Sie hat einen starken Latino-Akzent.
„Aber so etwas sagt eine Dame doch nicht“, erwidert
Marino. „Jetzt bin ich wirklich gekränkt.“
„Ach, fick dich doch ins Knie.“
„Was haltet ihr beiden Süßen davon, wenn ich euch
auf einen Drink einlade? Danach können wir ja zum Tanzen gehen.“
„Lass uns in Ruhe, du Wichser“, entgegnet die
Fahrerin.
„Sonst rufe ich die Polizei“, ergänzt die Frau mit
dem schwarzen Stretchband als Oberteil.
Marino tippt sich an den Helm - den mit den
Aufklebern in Form von Einschusslöchern - und schießt davon, als die Ampel grün
wird.
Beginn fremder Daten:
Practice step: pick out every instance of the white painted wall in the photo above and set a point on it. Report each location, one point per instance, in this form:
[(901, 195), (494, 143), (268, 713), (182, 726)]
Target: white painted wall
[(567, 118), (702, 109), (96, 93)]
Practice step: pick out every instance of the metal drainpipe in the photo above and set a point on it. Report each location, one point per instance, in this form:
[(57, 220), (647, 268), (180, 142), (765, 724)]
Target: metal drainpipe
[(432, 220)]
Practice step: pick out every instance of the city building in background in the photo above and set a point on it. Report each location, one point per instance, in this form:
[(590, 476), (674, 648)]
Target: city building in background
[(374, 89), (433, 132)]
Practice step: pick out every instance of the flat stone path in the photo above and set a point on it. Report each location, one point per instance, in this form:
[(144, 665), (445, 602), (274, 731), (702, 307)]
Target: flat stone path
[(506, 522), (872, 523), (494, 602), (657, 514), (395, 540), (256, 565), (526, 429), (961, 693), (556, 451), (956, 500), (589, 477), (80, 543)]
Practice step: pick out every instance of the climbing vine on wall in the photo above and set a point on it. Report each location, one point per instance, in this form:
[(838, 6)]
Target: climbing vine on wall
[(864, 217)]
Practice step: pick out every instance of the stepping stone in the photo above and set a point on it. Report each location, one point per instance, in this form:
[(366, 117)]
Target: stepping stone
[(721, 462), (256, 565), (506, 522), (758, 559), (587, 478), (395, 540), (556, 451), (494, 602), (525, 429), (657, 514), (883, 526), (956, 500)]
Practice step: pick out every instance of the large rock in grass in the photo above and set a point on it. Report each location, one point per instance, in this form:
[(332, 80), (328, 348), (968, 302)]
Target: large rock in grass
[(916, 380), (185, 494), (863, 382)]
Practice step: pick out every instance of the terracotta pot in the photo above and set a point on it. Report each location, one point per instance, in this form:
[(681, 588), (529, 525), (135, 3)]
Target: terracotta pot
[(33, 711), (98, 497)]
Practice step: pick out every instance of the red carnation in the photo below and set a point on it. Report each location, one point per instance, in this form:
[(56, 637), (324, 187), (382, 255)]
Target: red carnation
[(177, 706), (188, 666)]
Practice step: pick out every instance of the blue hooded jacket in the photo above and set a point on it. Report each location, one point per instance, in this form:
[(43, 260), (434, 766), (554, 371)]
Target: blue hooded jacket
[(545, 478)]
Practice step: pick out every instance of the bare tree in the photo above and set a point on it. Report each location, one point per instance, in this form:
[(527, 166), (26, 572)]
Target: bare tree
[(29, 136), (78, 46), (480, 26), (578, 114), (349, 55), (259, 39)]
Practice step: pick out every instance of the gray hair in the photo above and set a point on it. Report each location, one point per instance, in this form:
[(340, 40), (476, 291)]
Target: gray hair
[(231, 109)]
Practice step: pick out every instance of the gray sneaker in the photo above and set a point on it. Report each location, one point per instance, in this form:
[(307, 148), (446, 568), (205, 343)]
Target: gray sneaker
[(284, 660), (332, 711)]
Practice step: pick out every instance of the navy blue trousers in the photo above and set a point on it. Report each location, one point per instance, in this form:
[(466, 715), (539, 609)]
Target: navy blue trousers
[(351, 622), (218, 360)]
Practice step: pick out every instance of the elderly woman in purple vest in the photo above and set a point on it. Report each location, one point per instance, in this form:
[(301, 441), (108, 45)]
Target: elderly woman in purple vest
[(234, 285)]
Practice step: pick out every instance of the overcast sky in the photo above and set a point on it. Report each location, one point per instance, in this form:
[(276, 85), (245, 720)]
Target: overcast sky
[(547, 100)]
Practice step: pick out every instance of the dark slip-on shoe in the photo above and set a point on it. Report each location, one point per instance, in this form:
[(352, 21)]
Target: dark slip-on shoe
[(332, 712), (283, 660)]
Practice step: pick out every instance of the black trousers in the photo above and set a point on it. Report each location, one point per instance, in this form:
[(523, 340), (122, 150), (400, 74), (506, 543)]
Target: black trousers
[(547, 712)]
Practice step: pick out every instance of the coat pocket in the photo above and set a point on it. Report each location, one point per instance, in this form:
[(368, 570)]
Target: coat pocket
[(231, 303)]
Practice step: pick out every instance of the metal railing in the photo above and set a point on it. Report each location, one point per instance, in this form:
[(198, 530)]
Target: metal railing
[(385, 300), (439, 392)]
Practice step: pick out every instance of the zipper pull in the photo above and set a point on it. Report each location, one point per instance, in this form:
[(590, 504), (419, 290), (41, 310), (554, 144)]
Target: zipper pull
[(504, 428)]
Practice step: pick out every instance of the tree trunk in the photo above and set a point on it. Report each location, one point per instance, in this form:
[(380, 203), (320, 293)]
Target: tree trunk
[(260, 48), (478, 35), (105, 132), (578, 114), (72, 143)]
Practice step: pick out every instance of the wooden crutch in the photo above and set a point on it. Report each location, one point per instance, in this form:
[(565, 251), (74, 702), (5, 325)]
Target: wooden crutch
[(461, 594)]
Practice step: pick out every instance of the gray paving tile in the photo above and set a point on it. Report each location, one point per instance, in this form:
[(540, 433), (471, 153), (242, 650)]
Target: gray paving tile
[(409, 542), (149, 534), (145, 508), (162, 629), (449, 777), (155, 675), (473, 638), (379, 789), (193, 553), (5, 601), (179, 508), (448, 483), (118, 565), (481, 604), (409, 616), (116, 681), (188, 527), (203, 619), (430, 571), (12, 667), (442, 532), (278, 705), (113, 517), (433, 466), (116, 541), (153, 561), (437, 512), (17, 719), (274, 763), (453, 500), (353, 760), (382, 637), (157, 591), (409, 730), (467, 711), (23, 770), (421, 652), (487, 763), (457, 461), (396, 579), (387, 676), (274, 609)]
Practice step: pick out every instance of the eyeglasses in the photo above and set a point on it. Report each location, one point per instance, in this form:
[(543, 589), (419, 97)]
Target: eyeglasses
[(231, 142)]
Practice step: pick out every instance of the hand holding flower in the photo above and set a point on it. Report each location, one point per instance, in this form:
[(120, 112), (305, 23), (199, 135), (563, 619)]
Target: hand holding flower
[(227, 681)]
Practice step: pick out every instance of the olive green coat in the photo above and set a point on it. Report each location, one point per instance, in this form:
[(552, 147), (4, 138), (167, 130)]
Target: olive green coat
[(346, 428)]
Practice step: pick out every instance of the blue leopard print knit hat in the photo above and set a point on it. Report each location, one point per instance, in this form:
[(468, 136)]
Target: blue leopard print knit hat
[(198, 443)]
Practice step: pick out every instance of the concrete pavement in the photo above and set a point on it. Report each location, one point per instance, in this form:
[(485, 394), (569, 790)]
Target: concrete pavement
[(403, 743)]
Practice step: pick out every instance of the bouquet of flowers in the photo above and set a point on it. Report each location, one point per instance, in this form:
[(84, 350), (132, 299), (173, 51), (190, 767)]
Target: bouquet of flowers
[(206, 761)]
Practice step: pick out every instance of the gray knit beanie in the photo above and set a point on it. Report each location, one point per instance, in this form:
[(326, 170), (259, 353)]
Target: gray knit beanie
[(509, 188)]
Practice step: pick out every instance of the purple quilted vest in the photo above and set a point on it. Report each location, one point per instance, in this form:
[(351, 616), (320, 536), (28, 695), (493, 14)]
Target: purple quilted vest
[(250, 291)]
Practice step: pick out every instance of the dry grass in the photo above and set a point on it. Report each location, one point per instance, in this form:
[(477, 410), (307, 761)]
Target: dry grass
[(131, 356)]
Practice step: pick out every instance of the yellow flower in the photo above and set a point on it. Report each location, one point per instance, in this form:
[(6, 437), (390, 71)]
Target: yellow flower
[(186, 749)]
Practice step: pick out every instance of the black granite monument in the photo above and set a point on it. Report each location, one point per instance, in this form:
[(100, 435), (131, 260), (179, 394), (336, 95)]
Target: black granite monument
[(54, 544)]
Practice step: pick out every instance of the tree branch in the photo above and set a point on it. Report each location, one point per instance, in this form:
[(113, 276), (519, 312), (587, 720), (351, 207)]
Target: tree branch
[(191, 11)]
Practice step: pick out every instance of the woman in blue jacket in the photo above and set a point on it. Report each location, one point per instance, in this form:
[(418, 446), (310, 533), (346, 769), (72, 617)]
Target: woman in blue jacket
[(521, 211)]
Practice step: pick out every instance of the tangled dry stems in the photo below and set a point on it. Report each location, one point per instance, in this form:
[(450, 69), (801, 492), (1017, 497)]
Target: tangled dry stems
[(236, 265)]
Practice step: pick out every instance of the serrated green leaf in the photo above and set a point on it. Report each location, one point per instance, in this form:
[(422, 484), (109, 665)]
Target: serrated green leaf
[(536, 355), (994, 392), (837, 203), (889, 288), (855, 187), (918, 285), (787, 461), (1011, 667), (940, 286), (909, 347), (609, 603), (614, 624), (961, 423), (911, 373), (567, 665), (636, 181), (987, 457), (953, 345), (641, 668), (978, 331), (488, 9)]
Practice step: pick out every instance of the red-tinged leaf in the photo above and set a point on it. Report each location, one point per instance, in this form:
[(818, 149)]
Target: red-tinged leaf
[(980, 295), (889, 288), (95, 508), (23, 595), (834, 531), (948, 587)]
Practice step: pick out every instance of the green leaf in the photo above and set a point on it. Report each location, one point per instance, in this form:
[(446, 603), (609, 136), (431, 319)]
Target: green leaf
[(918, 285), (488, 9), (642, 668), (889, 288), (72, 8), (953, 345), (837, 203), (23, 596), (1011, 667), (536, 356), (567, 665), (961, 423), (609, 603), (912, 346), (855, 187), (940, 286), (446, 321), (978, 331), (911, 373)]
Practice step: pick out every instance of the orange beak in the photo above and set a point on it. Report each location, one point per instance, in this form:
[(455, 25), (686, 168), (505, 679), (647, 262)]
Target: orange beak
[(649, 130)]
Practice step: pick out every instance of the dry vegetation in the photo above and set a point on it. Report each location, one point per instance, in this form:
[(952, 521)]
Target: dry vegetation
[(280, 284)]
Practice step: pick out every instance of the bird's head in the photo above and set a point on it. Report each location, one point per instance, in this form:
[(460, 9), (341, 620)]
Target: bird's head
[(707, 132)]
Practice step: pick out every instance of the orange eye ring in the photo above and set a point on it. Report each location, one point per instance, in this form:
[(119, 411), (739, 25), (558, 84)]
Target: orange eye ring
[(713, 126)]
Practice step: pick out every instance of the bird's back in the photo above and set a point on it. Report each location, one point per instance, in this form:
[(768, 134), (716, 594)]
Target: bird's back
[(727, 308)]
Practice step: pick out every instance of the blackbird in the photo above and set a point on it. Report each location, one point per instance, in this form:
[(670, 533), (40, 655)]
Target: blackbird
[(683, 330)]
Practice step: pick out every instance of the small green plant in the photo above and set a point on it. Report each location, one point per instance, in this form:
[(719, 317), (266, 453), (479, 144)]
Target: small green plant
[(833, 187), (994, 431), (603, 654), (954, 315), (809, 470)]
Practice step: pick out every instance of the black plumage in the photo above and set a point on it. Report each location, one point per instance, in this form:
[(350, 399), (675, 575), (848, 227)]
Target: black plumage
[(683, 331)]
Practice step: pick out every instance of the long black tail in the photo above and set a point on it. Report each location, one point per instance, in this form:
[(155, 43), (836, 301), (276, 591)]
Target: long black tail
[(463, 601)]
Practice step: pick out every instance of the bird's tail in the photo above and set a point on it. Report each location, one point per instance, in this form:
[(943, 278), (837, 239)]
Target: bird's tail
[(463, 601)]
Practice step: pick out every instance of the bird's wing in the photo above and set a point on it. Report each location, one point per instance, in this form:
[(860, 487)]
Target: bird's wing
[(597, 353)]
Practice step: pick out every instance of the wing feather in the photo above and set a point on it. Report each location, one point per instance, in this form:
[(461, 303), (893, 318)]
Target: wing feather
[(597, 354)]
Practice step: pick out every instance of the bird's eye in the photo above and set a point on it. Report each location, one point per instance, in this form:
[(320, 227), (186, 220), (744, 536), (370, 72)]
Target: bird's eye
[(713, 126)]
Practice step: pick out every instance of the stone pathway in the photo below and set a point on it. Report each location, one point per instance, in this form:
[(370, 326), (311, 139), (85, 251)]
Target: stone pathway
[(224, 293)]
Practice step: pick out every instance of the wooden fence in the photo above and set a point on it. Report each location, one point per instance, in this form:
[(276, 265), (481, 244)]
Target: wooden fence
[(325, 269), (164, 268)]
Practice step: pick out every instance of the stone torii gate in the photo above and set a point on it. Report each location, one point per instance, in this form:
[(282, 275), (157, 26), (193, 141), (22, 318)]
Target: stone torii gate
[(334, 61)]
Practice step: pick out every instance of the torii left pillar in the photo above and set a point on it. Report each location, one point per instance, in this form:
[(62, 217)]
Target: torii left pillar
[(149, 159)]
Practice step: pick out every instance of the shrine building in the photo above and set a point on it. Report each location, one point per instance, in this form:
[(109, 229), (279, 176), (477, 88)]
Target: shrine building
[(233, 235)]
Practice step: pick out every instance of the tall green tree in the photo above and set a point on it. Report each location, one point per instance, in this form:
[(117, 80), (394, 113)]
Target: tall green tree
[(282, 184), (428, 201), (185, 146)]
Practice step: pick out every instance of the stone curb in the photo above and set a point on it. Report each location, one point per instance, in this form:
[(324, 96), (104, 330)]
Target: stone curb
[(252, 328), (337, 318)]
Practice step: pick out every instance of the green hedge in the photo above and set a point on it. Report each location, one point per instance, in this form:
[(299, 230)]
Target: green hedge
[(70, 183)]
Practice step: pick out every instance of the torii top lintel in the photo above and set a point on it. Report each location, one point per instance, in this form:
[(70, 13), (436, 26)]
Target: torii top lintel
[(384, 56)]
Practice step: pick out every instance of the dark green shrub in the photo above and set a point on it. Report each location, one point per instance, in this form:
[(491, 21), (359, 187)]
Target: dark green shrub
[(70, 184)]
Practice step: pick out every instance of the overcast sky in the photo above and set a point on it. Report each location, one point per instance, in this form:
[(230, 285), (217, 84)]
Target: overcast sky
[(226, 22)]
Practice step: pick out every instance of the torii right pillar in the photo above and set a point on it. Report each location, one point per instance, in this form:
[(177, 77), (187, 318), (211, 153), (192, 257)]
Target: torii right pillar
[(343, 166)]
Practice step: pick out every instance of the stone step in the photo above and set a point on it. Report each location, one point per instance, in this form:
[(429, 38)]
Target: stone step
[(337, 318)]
Der Lamborghini ist noch im ersten Gang, als er schon um die Ecke in die
14th Street einbiegt. Er stoppt das Motorrad an einer Parkuhr vor Tattoo's By
Lou und Scooter City, stellt den Motor ab und überquert die Straße. Dort liegt
die älteste Kneipe von South Beach und die einzige, in die Marino in dieser
Gegend überhaupt einen Fuß setzen würde:
Mac's Club Deuce, von den Stammgästen nur Deuce
genannt, was aber nicht mit Marinos Harley Deuce zu verwechseln ist. Wenn er
sich einen Doppel-Deuce-Abend gönnt, fährt er auf seiner Deuce ins Deuce, ein
schummriger Laden mit einem schwarzweißen Boden im Schachbrettmuster und einem
Billardtisch. Die Neonreklame über dem Tresen stellt eine nackte Frau dar.
Rosie zapft ihm ein Budweiser vom Fass, ohne dass er
eigens bestellen müsste.
„Erwartest du jemanden?“ Sie schiebt das hohe Glas
mit der Schaumkrone über die alte Eichentheke.